Anne knew that Wyatt was thinking only of her. Because he was so precious in the losing she released herself very gently. “He can
order
me to come to Court,” she pointed out, stooping to retrieve her letter.
“If he does you must remember what happened—”
“To my sister? Yes, I will remember. But you must see, Thomas, that it would mean death to marry me now.”
Jocunda considered that Thomas had behaved beautifully.
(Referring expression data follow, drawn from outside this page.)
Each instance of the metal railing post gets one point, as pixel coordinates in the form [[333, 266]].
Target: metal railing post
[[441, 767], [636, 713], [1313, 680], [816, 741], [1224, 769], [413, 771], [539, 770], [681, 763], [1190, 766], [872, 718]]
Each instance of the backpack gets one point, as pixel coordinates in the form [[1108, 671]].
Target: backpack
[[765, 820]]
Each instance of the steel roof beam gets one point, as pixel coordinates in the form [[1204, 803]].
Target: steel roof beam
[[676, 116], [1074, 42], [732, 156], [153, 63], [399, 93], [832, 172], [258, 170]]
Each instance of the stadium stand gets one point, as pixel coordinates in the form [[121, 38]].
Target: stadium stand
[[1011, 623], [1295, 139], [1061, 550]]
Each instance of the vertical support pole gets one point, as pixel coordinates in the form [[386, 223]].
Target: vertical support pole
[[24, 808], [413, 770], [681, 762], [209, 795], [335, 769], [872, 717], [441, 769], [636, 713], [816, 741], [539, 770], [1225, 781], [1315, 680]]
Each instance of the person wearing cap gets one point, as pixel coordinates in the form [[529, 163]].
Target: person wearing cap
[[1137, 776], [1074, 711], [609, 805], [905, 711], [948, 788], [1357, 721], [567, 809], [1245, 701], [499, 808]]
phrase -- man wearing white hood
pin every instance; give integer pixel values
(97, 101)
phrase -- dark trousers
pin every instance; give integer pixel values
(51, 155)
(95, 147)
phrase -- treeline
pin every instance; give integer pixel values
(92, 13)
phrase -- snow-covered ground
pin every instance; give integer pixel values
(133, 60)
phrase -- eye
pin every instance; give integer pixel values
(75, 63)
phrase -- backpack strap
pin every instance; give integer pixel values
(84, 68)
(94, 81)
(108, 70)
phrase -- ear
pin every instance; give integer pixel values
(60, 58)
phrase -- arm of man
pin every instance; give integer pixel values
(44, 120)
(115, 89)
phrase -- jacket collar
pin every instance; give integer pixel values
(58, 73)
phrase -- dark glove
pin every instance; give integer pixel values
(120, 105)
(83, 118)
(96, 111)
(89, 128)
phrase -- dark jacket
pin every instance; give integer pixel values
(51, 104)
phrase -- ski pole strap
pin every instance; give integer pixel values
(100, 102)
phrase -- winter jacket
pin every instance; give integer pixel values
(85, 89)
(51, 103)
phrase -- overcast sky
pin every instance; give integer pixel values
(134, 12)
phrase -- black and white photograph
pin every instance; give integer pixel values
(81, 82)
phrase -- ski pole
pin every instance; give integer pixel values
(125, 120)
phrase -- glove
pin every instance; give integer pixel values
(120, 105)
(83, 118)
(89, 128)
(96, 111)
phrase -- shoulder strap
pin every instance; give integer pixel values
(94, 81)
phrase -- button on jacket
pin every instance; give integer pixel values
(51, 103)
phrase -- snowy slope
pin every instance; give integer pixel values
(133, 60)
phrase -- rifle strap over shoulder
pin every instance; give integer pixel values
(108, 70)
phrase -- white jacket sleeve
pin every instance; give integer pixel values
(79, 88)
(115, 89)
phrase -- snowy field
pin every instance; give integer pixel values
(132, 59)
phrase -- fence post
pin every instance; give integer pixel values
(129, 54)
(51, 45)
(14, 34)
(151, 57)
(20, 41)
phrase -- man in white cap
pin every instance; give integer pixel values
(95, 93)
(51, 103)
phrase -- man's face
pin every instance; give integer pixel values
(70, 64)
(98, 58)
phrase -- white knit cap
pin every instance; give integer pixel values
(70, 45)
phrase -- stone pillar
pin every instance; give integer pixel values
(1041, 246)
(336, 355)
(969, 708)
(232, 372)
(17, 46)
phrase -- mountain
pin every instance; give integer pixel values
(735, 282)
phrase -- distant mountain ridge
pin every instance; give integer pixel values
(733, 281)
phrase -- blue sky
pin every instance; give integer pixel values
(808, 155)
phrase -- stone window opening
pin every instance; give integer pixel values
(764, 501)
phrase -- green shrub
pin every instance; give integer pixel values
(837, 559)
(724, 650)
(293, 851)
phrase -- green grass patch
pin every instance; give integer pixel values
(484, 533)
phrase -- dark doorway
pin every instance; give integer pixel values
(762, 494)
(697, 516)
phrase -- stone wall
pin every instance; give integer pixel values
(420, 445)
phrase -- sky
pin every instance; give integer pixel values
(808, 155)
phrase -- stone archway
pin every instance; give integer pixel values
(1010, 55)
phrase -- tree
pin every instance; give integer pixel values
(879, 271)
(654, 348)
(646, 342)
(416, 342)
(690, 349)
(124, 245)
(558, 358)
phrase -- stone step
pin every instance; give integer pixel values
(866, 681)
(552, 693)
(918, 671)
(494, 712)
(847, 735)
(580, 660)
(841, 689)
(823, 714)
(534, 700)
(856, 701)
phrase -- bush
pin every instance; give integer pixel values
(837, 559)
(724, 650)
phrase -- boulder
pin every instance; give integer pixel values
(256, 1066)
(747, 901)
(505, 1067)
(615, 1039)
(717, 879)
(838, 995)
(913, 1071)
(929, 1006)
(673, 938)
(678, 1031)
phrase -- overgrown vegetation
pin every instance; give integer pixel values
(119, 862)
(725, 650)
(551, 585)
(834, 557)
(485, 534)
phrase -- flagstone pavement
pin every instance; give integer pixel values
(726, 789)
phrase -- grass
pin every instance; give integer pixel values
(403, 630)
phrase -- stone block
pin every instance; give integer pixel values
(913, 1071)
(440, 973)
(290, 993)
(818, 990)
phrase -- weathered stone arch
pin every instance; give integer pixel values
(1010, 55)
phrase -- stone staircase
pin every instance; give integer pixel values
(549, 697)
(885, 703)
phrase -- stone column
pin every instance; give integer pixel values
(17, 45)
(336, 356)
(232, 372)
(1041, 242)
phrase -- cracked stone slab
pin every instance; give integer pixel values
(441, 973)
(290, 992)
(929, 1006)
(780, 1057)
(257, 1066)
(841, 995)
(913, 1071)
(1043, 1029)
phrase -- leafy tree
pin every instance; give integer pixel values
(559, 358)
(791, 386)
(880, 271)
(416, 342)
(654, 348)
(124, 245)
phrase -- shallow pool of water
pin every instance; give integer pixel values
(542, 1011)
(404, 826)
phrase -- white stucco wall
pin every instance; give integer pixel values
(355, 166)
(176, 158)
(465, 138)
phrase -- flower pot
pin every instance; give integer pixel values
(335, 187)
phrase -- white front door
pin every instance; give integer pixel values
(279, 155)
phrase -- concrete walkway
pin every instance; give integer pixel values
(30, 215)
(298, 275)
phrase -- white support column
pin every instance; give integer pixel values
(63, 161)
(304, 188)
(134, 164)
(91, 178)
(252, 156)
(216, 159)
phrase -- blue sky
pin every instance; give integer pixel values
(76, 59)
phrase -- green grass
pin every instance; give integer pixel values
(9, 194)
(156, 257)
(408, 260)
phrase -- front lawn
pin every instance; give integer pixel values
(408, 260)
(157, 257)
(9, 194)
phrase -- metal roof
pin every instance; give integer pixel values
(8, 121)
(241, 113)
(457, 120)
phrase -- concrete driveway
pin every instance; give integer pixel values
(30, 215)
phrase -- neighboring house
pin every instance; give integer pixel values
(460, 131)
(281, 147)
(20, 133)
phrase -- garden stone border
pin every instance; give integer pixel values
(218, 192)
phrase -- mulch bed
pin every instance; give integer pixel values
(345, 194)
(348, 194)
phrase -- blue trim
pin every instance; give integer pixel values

And Anne, ostensibly reading poetry in the long gallery, was thinking how much she would hate to see some stranger mistress of Allington. “All my life,” she thought, turning a scarce-read page, “I seem to have been on the point of marrying Thomas.” And even now, for his sweet constancy, she might have married him, had it not been for Henry Tudor.
But life had never withheld anything from Henry Tudor. And no one else’s desires had ever mattered in comparison with his own. And consequently Anne’s silence only whetted his appetite. Far from being displeased, he was intrigued by her having the courage to commit such an enormity. It showed that she was not easy game, and needed to be wooed. Well, he liked his women that way. Spirited, like his horses. It provided better sport, breaking them in.